As “ruas “ e o "monstro" eram
apenas pretextos convenientes para justificar uma postura autoritária
para mobilizar a população, de qualquer maneira, para exigir punições
exemplares. Não deu certo e agora se mudará de assunto para perseguir o
mesmo alvo, que é criminalizar as mudanças ocorridas no país nas últimas
décadas. Como se faz sempre, a retórica consiste em transformar o bom
em regular em ruim, o ruim em péssimo – e dizer que tudo o que há de
ótimo saiu da cartola da oposição, enxotada do Planalto com uma
popularidade negativa de 13 pontos.
A transmissão ao vivo do
julgamento, ainda no ano passado, destinava-se a transformar uma decisão
que deveria ser tomada num ambiente de serenidade e recolhimento num
espetáculo público com várias demonstrações de autoritarismo e
intolerância.
Tivemos um ministro relator que jamais foi um juiz,
mas um aliado da acusação e, em vez de ser questionado a respeito, foi
aplaudido exatamente por isso.
Este comportamento permitiu
várias distorções e abusos. No último exemplo, o ministro Ricardo
Lewandovski demonstrou, com dados irrefutáveis, o agravamento artificial
das penas com a finalidade de impedir que, apesar das denúncias
injustas, da falta de provas, da fraqueza de tantas acusações, os réus
pudessem beneficiar-se de um direito universal – a prescrição de penas
depois de determinado prazo de investigação.
Estimulando
atitudes de quem se coloca acima da lei, improvisa soluções sob
encomenda a seus interesses, o que se quer é outra coisa.
Convencer o
“niilismo rebelde” e o “nacionalismo tribal” que é possível
desrespeitar a democracia pois ninguém será capaz de reagir.
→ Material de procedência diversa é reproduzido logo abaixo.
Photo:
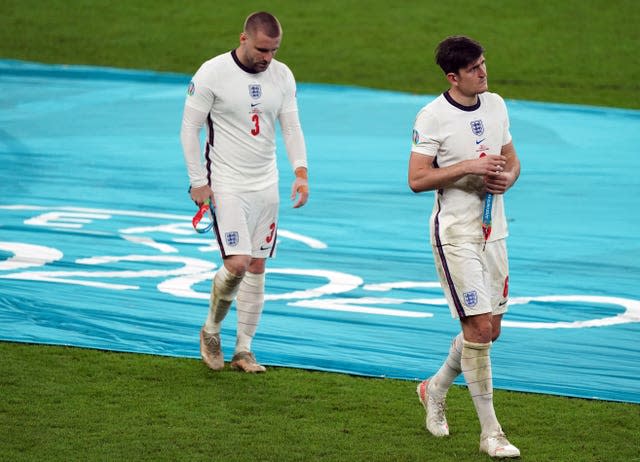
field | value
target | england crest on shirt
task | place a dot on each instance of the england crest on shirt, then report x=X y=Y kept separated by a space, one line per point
x=255 y=90
x=477 y=127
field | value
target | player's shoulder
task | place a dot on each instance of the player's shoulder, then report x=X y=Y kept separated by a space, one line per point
x=433 y=106
x=491 y=98
x=280 y=69
x=216 y=64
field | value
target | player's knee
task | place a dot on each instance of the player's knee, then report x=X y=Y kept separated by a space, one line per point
x=478 y=329
x=237 y=264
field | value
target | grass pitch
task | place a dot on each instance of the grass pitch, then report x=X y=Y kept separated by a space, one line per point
x=62 y=404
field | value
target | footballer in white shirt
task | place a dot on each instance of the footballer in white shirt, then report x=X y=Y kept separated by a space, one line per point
x=238 y=97
x=462 y=149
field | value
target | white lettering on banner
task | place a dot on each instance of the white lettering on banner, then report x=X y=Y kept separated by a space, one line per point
x=65 y=219
x=185 y=272
x=164 y=248
x=27 y=255
x=338 y=283
x=353 y=305
x=190 y=266
x=631 y=313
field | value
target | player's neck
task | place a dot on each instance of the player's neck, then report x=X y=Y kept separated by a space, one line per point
x=463 y=99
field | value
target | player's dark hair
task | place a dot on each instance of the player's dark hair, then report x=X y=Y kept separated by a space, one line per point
x=456 y=52
x=263 y=21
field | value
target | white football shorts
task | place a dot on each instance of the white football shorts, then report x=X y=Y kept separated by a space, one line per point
x=247 y=223
x=474 y=281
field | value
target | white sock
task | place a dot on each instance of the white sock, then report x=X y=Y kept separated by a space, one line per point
x=223 y=290
x=439 y=384
x=249 y=304
x=476 y=367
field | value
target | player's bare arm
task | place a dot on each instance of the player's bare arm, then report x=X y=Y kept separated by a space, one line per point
x=424 y=176
x=201 y=194
x=498 y=183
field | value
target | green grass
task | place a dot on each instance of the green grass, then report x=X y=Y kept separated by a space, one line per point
x=577 y=51
x=67 y=404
Estamos
sendo submetidos a um teste.
Através do ataque aos direitos de 25
condenados, pretende-se atingir os direitos do povo inteiro É um plano
para um prazo mais longo, amplo e profundo.
Se, em outubro de
2014, Dilma Rousseff e Lula confirmarem o dizem as pesquisas eleitorais
de hoje, cravando uma quarta vitória eleitoral consecutiva sobre a “ a
amargura egocêntrica” das elites, nós poderemos saber exatamente o que
estava em jogo no espantalho do monstro de 7 de setembro -- obter, fora
das urnas, fora do respeito devido às instituições democráticas,
vitórias que só a soberania popular pode assegurar.